Je lui ai rendu son sourire… mais je n’ai pas réussi à aller plus loin. Impossible de lui parler, parce que je ne savais plus d’où je la connaissais. Je sentais qu’il y avait un lien, une évidence pour elle, mais dans ma tête c’était le vide. Alors j’ai fait semblant d’être occupée, j’ai évité la conversation, et j’ai continué la soirée avec cette question qui tourne en boucle : mais qui est-elle ?

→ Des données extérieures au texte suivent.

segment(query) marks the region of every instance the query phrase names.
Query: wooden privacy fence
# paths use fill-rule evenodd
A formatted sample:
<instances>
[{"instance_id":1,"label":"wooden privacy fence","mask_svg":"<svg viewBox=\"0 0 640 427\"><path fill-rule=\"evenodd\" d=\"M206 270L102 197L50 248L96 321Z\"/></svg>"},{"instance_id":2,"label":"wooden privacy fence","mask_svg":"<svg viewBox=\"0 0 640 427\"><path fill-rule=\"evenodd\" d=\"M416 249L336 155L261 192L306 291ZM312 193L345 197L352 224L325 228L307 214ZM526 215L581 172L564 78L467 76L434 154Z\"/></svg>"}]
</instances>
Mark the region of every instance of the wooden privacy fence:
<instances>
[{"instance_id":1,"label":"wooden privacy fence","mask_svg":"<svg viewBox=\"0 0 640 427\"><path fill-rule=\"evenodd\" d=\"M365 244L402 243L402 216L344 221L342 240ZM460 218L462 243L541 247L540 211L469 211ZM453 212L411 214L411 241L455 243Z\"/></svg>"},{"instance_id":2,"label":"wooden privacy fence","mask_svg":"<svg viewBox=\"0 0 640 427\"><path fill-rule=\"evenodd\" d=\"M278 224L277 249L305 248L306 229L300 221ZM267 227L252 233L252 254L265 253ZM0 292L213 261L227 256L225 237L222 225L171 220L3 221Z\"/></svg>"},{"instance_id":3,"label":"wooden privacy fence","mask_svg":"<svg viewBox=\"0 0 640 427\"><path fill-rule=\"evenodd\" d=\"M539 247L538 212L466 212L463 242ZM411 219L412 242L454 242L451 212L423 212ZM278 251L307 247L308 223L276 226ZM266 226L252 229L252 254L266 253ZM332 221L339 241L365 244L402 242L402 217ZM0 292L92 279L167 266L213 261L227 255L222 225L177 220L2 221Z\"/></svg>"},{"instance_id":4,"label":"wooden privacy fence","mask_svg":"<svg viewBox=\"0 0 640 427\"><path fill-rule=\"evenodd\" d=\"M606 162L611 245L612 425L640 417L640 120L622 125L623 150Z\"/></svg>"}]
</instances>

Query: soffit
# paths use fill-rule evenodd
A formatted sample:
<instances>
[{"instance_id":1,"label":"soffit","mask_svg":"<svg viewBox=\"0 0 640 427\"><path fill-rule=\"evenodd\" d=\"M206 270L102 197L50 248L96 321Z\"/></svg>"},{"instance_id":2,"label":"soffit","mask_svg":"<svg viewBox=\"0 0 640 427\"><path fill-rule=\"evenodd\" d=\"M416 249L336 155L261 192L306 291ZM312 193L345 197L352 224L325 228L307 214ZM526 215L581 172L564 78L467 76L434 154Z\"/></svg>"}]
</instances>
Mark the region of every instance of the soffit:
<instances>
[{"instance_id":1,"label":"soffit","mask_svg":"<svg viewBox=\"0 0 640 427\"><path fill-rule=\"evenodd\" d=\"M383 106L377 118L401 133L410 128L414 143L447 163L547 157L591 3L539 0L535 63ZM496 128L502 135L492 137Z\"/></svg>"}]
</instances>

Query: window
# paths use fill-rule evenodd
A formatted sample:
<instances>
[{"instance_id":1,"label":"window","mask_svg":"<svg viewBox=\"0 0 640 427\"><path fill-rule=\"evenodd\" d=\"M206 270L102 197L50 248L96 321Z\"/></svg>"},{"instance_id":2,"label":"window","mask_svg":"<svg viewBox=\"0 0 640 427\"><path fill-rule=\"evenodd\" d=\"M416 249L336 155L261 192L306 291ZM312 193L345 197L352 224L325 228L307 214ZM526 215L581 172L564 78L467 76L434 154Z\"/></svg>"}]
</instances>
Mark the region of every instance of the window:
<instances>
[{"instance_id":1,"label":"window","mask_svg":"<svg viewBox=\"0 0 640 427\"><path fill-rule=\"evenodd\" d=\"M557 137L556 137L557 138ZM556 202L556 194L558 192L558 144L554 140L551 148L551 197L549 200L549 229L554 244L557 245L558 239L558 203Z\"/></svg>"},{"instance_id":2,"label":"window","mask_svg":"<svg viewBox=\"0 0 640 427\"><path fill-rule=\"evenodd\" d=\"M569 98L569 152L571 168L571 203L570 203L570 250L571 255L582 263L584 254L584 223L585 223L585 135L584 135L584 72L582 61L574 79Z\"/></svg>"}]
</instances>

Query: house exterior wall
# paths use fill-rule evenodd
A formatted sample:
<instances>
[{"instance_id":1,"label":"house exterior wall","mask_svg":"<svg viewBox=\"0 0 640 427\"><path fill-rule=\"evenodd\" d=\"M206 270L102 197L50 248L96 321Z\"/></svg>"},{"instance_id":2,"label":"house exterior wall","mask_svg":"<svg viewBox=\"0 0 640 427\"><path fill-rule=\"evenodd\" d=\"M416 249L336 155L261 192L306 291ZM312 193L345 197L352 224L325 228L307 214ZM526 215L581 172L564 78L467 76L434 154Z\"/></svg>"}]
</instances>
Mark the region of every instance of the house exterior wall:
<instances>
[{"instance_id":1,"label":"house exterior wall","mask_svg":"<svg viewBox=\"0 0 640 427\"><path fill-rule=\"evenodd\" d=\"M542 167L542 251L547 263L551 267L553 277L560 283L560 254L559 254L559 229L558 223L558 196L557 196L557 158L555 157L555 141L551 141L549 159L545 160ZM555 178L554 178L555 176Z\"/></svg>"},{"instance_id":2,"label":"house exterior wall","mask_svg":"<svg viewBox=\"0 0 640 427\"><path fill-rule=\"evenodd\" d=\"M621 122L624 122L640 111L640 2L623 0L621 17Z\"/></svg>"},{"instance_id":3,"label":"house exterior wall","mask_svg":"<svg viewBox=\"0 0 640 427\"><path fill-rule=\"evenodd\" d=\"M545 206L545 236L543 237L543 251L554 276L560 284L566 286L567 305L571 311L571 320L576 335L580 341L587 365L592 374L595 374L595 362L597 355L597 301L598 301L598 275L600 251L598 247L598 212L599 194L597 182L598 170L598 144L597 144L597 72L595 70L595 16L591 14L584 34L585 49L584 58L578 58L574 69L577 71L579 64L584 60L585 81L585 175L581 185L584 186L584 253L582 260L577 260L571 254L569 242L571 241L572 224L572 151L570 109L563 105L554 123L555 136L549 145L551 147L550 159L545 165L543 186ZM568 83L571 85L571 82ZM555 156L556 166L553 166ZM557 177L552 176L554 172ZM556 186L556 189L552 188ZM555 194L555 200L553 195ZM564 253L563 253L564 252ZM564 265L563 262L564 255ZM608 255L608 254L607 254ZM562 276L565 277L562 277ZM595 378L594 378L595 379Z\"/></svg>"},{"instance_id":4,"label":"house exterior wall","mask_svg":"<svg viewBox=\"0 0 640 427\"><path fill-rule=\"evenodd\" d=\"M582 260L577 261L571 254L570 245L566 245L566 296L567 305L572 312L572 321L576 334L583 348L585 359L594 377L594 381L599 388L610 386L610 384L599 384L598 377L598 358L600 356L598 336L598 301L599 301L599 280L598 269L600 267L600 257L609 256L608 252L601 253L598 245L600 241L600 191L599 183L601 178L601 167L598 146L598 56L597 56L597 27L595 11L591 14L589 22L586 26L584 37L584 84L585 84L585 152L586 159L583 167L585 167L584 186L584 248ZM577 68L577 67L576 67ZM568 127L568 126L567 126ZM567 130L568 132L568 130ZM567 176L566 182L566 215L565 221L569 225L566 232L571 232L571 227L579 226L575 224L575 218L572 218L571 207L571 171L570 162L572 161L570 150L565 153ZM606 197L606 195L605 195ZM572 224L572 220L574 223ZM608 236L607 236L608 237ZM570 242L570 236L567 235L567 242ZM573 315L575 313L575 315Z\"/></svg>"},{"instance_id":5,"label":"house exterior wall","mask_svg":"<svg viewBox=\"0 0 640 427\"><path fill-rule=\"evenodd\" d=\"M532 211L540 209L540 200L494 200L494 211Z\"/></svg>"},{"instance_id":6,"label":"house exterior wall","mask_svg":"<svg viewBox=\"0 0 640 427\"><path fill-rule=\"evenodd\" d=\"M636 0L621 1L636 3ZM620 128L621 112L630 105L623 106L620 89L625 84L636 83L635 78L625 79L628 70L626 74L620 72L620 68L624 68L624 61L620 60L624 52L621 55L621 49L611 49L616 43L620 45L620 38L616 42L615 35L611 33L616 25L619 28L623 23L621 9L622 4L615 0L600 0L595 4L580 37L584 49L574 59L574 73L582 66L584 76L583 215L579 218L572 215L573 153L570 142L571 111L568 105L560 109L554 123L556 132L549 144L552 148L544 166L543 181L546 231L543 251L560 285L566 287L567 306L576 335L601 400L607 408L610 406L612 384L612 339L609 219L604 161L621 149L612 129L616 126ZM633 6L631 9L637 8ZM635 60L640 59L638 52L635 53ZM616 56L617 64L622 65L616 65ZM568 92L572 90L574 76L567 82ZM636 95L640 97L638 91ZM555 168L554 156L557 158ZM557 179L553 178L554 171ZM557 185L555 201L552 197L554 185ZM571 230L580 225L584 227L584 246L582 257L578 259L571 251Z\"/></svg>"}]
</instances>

Ça m’a travaillée tout le reste de la nuit. Pas juste une seconde de doute, non : une vraie obsession. Comme si mon cerveau cherchait désespérément à recoller un morceau manquant.
Je ne l’ai reconnue que le lundi matin, au travail. Là, tout s’est remis en place d’un coup. Et j’ai eu cette réaction que je connais trop bien : je me suis confondue en excuses, en lui disant que je n’étais “vraiment pas physionomiste”. Comme si c’était une petite maladresse, alors que moi je venais de vivre un gros malaise.
Depuis, dès que je l’aperçois, j’ai honte. Pas parce que je m’en fiche des gens, mais parce que je sais ce que ça renvoie : l’impression de ne pas considérer l’autre, de ne pas faire attention. Alors que la réalité, c’est juste que hors contexte, mon cerveau ne suit pas.